Users spend more time on other applications than your own—it’s important to re-utilize UI patterns, not re-invent the wheel. Users prefer applications that are easy to use, and not necessarily flashy and fancy looking. While you can definitely create your own brand and feel, the general UI structure of your application should look like other applications; otherwise, users will spend too long understanding your app than using it.
This same lesson is held firmly at CommandBar. One of the fundamental tenets of CommandBar’s design is to extend flexibility to customize the aesthetic of the CommandBar, but keep and force the fundamental design principles that make action-based search bars familiar and powerful.
Use icons, labels, and tooltips to ensure users understand what features do what and where to find certain features in your application. It’s frustrating for users to do something and get a result different from what they expected. By using tooltips and labels, users will have a better understanding of how a product works from the get-go.
Keep UI patterns across your app consistent. If users feel certain parts of your application are different from other parts of your application, they’ll start to compare the relative efficiencies of each segment. Instead, create an application that feels like a seamless, united experience throughout.
Users don’t typically change defaults. Keep defaults to be the most common or recommended action, not necessarily the neutral option. This will lead to fewer users changing their responses after realizing they selected something erroneously.

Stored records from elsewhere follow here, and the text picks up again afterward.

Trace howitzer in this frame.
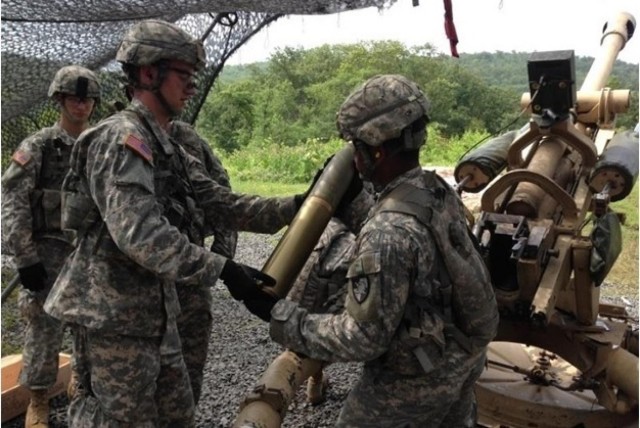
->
[0,272,20,304]
[234,143,356,428]
[234,10,638,428]
[455,13,638,427]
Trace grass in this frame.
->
[232,181,639,297]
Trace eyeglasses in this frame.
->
[167,67,196,88]
[64,95,96,104]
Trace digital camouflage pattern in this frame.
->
[48,65,100,100]
[18,238,73,389]
[270,167,492,427]
[68,326,195,428]
[116,19,206,69]
[287,217,355,313]
[45,100,297,426]
[337,74,430,149]
[170,121,238,404]
[2,123,74,268]
[1,124,74,389]
[170,120,238,258]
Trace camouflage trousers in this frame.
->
[18,239,73,389]
[336,346,485,428]
[177,287,213,405]
[68,326,195,428]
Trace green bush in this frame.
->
[218,139,344,183]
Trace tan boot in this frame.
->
[307,370,329,405]
[67,369,80,403]
[24,389,49,428]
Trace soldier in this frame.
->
[270,75,498,427]
[45,20,316,428]
[2,65,100,427]
[169,120,238,406]
[287,183,373,404]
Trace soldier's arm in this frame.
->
[2,136,42,268]
[271,226,413,362]
[198,137,238,258]
[84,129,227,285]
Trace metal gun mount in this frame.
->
[455,13,638,428]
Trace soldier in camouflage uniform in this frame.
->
[287,183,373,404]
[2,65,100,427]
[45,20,304,428]
[169,120,238,405]
[270,75,498,428]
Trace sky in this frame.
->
[227,0,640,64]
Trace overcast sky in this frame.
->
[229,0,640,64]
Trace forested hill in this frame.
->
[452,52,638,92]
[196,41,638,151]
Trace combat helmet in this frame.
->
[337,74,430,150]
[47,65,100,102]
[116,19,206,69]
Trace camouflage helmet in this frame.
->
[337,74,429,149]
[335,181,375,235]
[116,19,206,69]
[47,65,100,101]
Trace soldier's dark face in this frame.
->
[161,61,196,112]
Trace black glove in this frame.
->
[220,259,276,300]
[220,259,280,322]
[293,155,333,209]
[333,167,362,217]
[18,262,47,292]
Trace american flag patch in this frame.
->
[124,134,153,163]
[11,150,31,166]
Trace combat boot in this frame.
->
[67,369,80,403]
[307,370,329,405]
[24,389,49,428]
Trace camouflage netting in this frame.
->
[2,0,396,157]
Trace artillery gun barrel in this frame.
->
[262,144,356,297]
[233,144,356,428]
[506,13,636,218]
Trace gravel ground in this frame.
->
[2,233,638,428]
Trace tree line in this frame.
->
[196,41,638,152]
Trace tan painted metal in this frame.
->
[262,143,356,297]
[476,10,639,428]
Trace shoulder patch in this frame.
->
[11,150,31,166]
[124,134,153,163]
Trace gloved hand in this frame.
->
[293,155,333,209]
[333,167,362,217]
[220,259,279,321]
[18,262,47,292]
[220,259,276,300]
[244,298,280,322]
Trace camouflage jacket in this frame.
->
[287,217,356,313]
[45,101,296,336]
[271,168,480,376]
[170,120,238,258]
[2,123,74,267]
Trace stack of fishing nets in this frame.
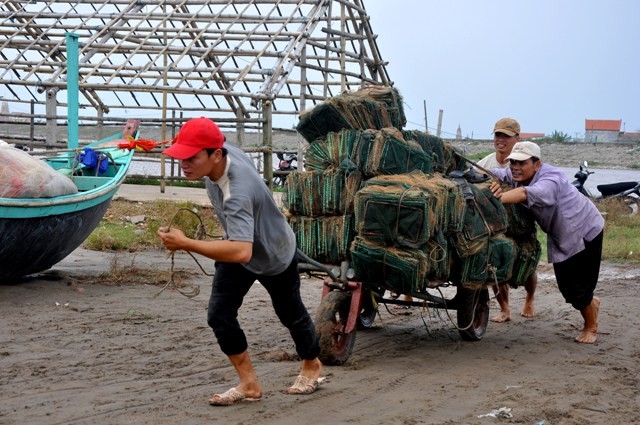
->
[284,85,540,293]
[296,86,407,143]
[283,128,461,264]
[351,173,540,293]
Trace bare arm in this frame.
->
[158,227,253,264]
[491,181,527,204]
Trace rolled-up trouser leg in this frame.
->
[553,232,603,311]
[207,262,256,356]
[258,257,320,360]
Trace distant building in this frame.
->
[584,119,622,143]
[520,133,544,141]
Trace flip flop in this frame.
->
[287,375,327,395]
[209,388,260,406]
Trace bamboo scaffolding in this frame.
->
[0,0,390,135]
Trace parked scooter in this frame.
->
[571,161,640,214]
[273,152,298,187]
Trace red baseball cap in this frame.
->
[162,117,225,159]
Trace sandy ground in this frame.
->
[0,249,640,425]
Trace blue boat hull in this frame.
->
[0,198,111,283]
[0,120,138,284]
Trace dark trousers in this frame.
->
[553,232,604,310]
[207,257,320,360]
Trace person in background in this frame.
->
[491,142,604,344]
[478,118,538,323]
[158,117,324,406]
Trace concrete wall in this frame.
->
[584,130,620,143]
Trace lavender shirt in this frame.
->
[491,164,604,263]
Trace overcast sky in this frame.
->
[364,0,640,138]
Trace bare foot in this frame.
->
[491,311,511,323]
[520,302,536,317]
[300,357,322,380]
[575,297,600,344]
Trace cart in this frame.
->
[298,249,489,365]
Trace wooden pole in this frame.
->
[436,109,444,137]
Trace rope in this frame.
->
[153,208,219,298]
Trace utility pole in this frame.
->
[423,100,429,134]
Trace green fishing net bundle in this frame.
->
[287,215,355,264]
[296,86,406,143]
[282,169,362,217]
[305,128,433,177]
[355,172,465,248]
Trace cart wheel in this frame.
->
[357,289,378,329]
[456,285,489,341]
[315,291,356,365]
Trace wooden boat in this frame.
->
[0,121,139,282]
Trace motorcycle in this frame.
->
[273,152,298,187]
[571,161,640,214]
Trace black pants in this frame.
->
[553,232,603,310]
[207,257,320,360]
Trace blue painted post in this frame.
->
[65,33,80,149]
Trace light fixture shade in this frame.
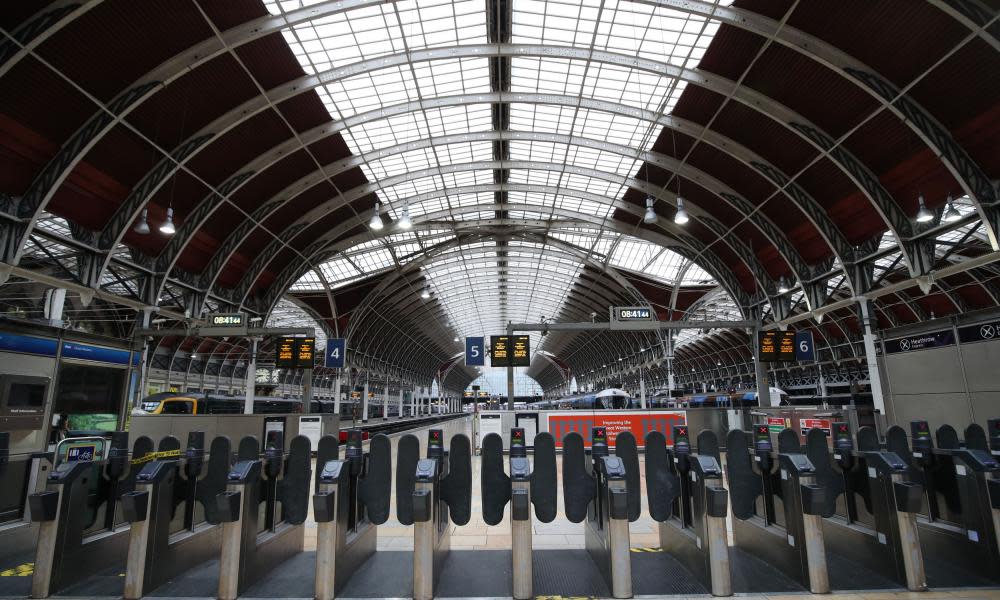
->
[917,194,934,223]
[160,206,177,235]
[944,194,962,223]
[642,198,656,225]
[132,208,149,235]
[368,202,385,231]
[399,204,413,229]
[674,196,691,225]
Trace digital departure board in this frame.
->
[490,335,510,367]
[757,331,795,362]
[295,338,316,369]
[490,335,531,367]
[274,338,295,369]
[274,337,316,369]
[511,335,531,367]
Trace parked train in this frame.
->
[529,387,791,410]
[132,392,399,419]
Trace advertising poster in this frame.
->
[546,410,687,448]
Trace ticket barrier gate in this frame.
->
[122,431,232,600]
[28,431,153,598]
[313,429,392,600]
[806,422,927,591]
[396,429,472,600]
[726,425,830,594]
[900,419,1000,581]
[482,427,557,600]
[646,425,733,596]
[215,432,312,600]
[563,427,640,598]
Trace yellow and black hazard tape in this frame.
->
[132,450,181,465]
[0,563,35,577]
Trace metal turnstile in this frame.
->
[482,427,557,600]
[646,425,733,596]
[28,432,153,598]
[396,429,472,600]
[122,431,232,600]
[886,419,1000,585]
[563,427,640,598]
[313,429,392,600]
[216,432,311,600]
[806,422,927,591]
[726,425,830,594]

When your application errors, give users an informative message. Help them decipher between mistakes of their own and server errors that require a patch. If the error message was a server message, give users recommendations of possible alternative ways to achieve their desired outcome. Regardless, ensure that users deeply understand that there is an error, and don’t make users guess in the dark what to do.
Creating friction comes with creating apps. By investigating how your product might be introducing friction and implementing remedies (like in-app guidance), you can dramatically improve your product for each user. With less and less interactive, cognitive, and emotional friction, you can expect less churn and better retention.